Until women are more consistently placed in roles tied to P&L responsibility and investment oversight, progress at the very top will remain constrained.

credit: Penn State School of Hospitality Management
source: Penn State School of Hospitality Management 2025

Black Representation: Incremental Shifts, Persistent Gaps


The report also examines racial representation across hotel leadership. In 2025, Black leaders hold just over 2 percent of director-to-CEO roles, a slight decline from 2022. Representation decreases sharply at higher levels of seniority, with only one Black CEO or President for every 102 roles at that level.


There are signs of broader distribution across functions since 2019, particularly in Operations and Sales and Marketing. On hotel company boards, half of newly appointed directors in 2025 were Black.


Progress is visible, yet it remains uneven.


Boards: Gradual Change, Limited Turnover


Women now hold 28.4 percent of board seats at publicly traded hotel companies. Black directors account for just over 11 percent. These hotel board diversity statistics point to gradual improvement at the governance level.


At the same time, limited board turnover naturally constrains the pace of change. When seats do open, representation appears to be improving, but structural refreshment remains slow.

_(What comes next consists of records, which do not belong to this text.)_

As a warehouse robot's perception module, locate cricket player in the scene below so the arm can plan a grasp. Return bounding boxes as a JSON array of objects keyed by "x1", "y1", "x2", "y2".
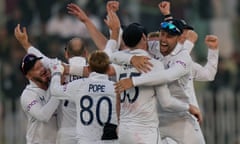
[
  {"x1": 20, "y1": 54, "x2": 59, "y2": 144},
  {"x1": 112, "y1": 23, "x2": 201, "y2": 144},
  {"x1": 15, "y1": 25, "x2": 88, "y2": 144},
  {"x1": 50, "y1": 51, "x2": 118, "y2": 144},
  {"x1": 116, "y1": 20, "x2": 205, "y2": 144},
  {"x1": 57, "y1": 37, "x2": 88, "y2": 144}
]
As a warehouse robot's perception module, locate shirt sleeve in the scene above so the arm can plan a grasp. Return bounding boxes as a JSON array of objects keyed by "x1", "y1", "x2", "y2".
[
  {"x1": 27, "y1": 46, "x2": 51, "y2": 68},
  {"x1": 183, "y1": 40, "x2": 194, "y2": 53},
  {"x1": 192, "y1": 49, "x2": 219, "y2": 81},
  {"x1": 110, "y1": 51, "x2": 133, "y2": 65},
  {"x1": 21, "y1": 91, "x2": 59, "y2": 122},
  {"x1": 147, "y1": 60, "x2": 189, "y2": 112},
  {"x1": 50, "y1": 74, "x2": 81, "y2": 101},
  {"x1": 132, "y1": 51, "x2": 192, "y2": 86},
  {"x1": 155, "y1": 84, "x2": 189, "y2": 112},
  {"x1": 103, "y1": 39, "x2": 118, "y2": 57}
]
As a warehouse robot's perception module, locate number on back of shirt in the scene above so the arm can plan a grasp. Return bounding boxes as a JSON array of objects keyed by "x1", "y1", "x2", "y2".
[
  {"x1": 119, "y1": 72, "x2": 140, "y2": 103},
  {"x1": 80, "y1": 95, "x2": 112, "y2": 126}
]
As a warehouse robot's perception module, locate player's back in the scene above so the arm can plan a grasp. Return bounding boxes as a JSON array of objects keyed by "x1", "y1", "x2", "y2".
[
  {"x1": 70, "y1": 73, "x2": 117, "y2": 143},
  {"x1": 117, "y1": 65, "x2": 158, "y2": 127},
  {"x1": 20, "y1": 82, "x2": 57, "y2": 144}
]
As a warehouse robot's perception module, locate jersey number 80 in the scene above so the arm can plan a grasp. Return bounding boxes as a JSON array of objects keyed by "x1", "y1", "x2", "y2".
[{"x1": 80, "y1": 95, "x2": 112, "y2": 126}]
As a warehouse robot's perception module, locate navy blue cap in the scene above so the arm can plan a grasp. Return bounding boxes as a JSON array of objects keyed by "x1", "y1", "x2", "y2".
[
  {"x1": 20, "y1": 54, "x2": 42, "y2": 75},
  {"x1": 122, "y1": 23, "x2": 147, "y2": 47}
]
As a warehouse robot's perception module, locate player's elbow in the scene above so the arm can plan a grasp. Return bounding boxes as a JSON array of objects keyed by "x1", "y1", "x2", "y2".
[{"x1": 36, "y1": 113, "x2": 50, "y2": 122}]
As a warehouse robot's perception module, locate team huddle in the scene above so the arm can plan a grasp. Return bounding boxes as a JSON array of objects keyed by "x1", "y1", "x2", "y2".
[{"x1": 15, "y1": 1, "x2": 219, "y2": 144}]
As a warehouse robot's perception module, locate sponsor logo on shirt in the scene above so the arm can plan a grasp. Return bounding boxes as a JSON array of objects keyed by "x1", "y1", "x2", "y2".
[
  {"x1": 27, "y1": 100, "x2": 38, "y2": 111},
  {"x1": 123, "y1": 64, "x2": 133, "y2": 70},
  {"x1": 176, "y1": 60, "x2": 187, "y2": 68}
]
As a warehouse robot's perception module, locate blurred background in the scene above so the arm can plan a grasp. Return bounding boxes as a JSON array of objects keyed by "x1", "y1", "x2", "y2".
[{"x1": 0, "y1": 0, "x2": 240, "y2": 144}]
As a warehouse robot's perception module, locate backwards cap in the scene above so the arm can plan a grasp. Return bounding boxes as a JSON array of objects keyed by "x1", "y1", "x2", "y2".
[
  {"x1": 20, "y1": 54, "x2": 42, "y2": 75},
  {"x1": 122, "y1": 23, "x2": 147, "y2": 47},
  {"x1": 160, "y1": 19, "x2": 183, "y2": 35}
]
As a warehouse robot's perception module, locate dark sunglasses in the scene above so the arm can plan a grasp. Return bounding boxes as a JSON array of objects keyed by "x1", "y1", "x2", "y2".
[
  {"x1": 21, "y1": 54, "x2": 42, "y2": 74},
  {"x1": 161, "y1": 22, "x2": 181, "y2": 34}
]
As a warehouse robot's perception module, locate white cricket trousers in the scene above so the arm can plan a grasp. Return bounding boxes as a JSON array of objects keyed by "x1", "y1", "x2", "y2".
[
  {"x1": 119, "y1": 124, "x2": 162, "y2": 144},
  {"x1": 160, "y1": 116, "x2": 205, "y2": 144},
  {"x1": 56, "y1": 127, "x2": 78, "y2": 144}
]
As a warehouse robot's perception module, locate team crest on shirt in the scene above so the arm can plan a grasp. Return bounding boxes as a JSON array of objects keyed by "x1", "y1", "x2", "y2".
[
  {"x1": 176, "y1": 60, "x2": 187, "y2": 68},
  {"x1": 63, "y1": 84, "x2": 67, "y2": 92},
  {"x1": 123, "y1": 64, "x2": 133, "y2": 70},
  {"x1": 27, "y1": 100, "x2": 38, "y2": 111}
]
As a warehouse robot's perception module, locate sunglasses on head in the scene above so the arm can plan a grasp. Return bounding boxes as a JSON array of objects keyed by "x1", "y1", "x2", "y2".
[
  {"x1": 161, "y1": 22, "x2": 181, "y2": 34},
  {"x1": 21, "y1": 54, "x2": 42, "y2": 74}
]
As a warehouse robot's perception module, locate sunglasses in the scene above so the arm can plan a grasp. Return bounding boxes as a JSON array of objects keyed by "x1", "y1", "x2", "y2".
[
  {"x1": 21, "y1": 54, "x2": 42, "y2": 74},
  {"x1": 161, "y1": 22, "x2": 181, "y2": 34}
]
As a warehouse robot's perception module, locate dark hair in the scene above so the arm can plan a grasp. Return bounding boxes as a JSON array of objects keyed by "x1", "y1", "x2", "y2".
[
  {"x1": 88, "y1": 51, "x2": 110, "y2": 74},
  {"x1": 65, "y1": 37, "x2": 86, "y2": 56},
  {"x1": 19, "y1": 54, "x2": 42, "y2": 75}
]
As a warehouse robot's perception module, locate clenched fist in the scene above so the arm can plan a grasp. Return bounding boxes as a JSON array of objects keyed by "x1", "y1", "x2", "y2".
[{"x1": 205, "y1": 35, "x2": 218, "y2": 49}]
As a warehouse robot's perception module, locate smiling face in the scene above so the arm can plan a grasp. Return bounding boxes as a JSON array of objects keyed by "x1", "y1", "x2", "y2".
[
  {"x1": 26, "y1": 60, "x2": 51, "y2": 85},
  {"x1": 159, "y1": 30, "x2": 180, "y2": 56}
]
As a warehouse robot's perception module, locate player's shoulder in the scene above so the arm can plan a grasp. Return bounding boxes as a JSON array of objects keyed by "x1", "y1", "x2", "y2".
[{"x1": 150, "y1": 58, "x2": 164, "y2": 69}]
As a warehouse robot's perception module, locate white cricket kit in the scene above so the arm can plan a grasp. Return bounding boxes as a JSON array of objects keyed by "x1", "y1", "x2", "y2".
[
  {"x1": 50, "y1": 72, "x2": 118, "y2": 144},
  {"x1": 20, "y1": 81, "x2": 59, "y2": 144},
  {"x1": 115, "y1": 49, "x2": 188, "y2": 144},
  {"x1": 28, "y1": 47, "x2": 86, "y2": 144},
  {"x1": 57, "y1": 57, "x2": 86, "y2": 144},
  {"x1": 111, "y1": 44, "x2": 204, "y2": 144},
  {"x1": 133, "y1": 45, "x2": 205, "y2": 144}
]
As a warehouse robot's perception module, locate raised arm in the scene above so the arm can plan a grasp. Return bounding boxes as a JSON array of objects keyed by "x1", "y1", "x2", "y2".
[
  {"x1": 21, "y1": 90, "x2": 59, "y2": 122},
  {"x1": 14, "y1": 24, "x2": 51, "y2": 67},
  {"x1": 158, "y1": 1, "x2": 173, "y2": 20},
  {"x1": 192, "y1": 35, "x2": 219, "y2": 81},
  {"x1": 14, "y1": 24, "x2": 32, "y2": 52},
  {"x1": 67, "y1": 3, "x2": 107, "y2": 50},
  {"x1": 104, "y1": 11, "x2": 120, "y2": 57}
]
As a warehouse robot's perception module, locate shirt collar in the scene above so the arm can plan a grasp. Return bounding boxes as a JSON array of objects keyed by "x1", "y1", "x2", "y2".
[
  {"x1": 89, "y1": 72, "x2": 108, "y2": 79},
  {"x1": 169, "y1": 43, "x2": 182, "y2": 56},
  {"x1": 129, "y1": 49, "x2": 151, "y2": 58}
]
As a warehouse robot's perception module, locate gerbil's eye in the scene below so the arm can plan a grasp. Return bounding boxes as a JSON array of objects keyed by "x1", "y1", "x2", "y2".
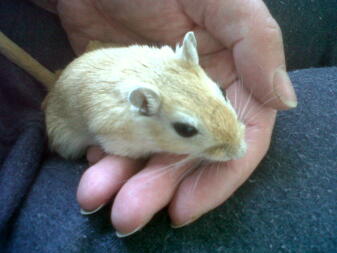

Women on Public Hotel Company Boards, 2019–2025
source: Penn State Penn State School of Hospitality Management 2025

Room for Improvement in Hotel Leadership


Women make up a majority of the lodging workforce, yet remain underrepresented in the most senior leadership roles and in the functions that control capital and enterprise-wide strategy.


The pipeline is strengthening. Senior representation has stalled.


Whether the next reporting period shows renewed momentum will depend on who is entrusted with P&L ownership, investment authority, and long-term strategic decision-making. Let's get women in those roles!